Psychologie im Krieg gegen den Terror

US-Präsident Barack Obama hatte angekündigt, die Menschenrechtsverletzungen und die Folterpraxis der Bush-Ära zu beenden. An einer Strafverfolgung von Verantwortlichen sei ihm dabei jedoch nicht gelegen, vielmehr wolle er lieber „nach vorne“ blicken. Der soeben teilweise veröffentlichte Untersuchungsbericht des ehemaligen CIA-Generalinspekteurs aus dem Jahr 2004 lässt jetzt jedoch kaum mehr zu, es bei einem folgenlosen Eingestehen des lange Geleugneten bewenden zu lassen.

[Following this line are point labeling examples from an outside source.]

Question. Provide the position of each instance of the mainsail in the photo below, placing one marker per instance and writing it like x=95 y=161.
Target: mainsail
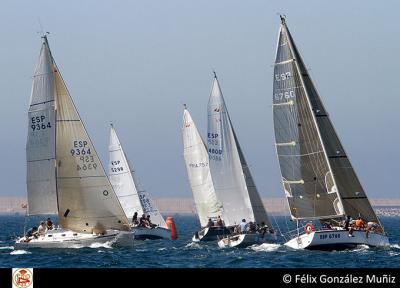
x=122 y=177
x=41 y=141
x=197 y=167
x=318 y=178
x=85 y=199
x=233 y=182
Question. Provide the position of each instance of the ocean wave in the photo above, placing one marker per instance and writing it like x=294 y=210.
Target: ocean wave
x=266 y=247
x=19 y=252
x=193 y=245
x=396 y=246
x=7 y=247
x=107 y=245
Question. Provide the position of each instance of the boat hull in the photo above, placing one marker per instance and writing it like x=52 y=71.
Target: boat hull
x=245 y=240
x=210 y=233
x=61 y=238
x=337 y=240
x=142 y=233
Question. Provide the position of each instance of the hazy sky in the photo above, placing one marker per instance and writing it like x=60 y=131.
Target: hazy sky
x=136 y=62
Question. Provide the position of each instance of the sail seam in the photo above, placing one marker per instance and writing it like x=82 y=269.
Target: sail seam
x=30 y=161
x=39 y=103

Denn dieser Bericht hat den schon lange bestehenden Verdacht erhärtet, dass Geheimdienstagenten oder von ihnen beauftragte Verhörspezialisten mutmaßliche Terrorverdächtige massiv gefoltert haben und sich dabei des Rückhalts juristischer und psychologischer Experten versicherten. Die bislang bekannt gewordenen Vorgänge sind so erschreckend, dass sich US-Justizminister Eric Holder veranlasst sah, einen Sonderstaatsanwalt zu ihrer Untersuchung einzusetzen. 1

Für Deutsche oder Europäer jedoch kein Anlass für Gefühle moralischer Überlegenheit – wie nicht nur der Fall Kurnaz offenbart. Vielmehr belegen die regelmäßigen Berichte von Menschenrechtsorganisation wie Amnesty International oder Human Rights Watch, dass Folter zu einem weltweiten Phänomen geworden ist.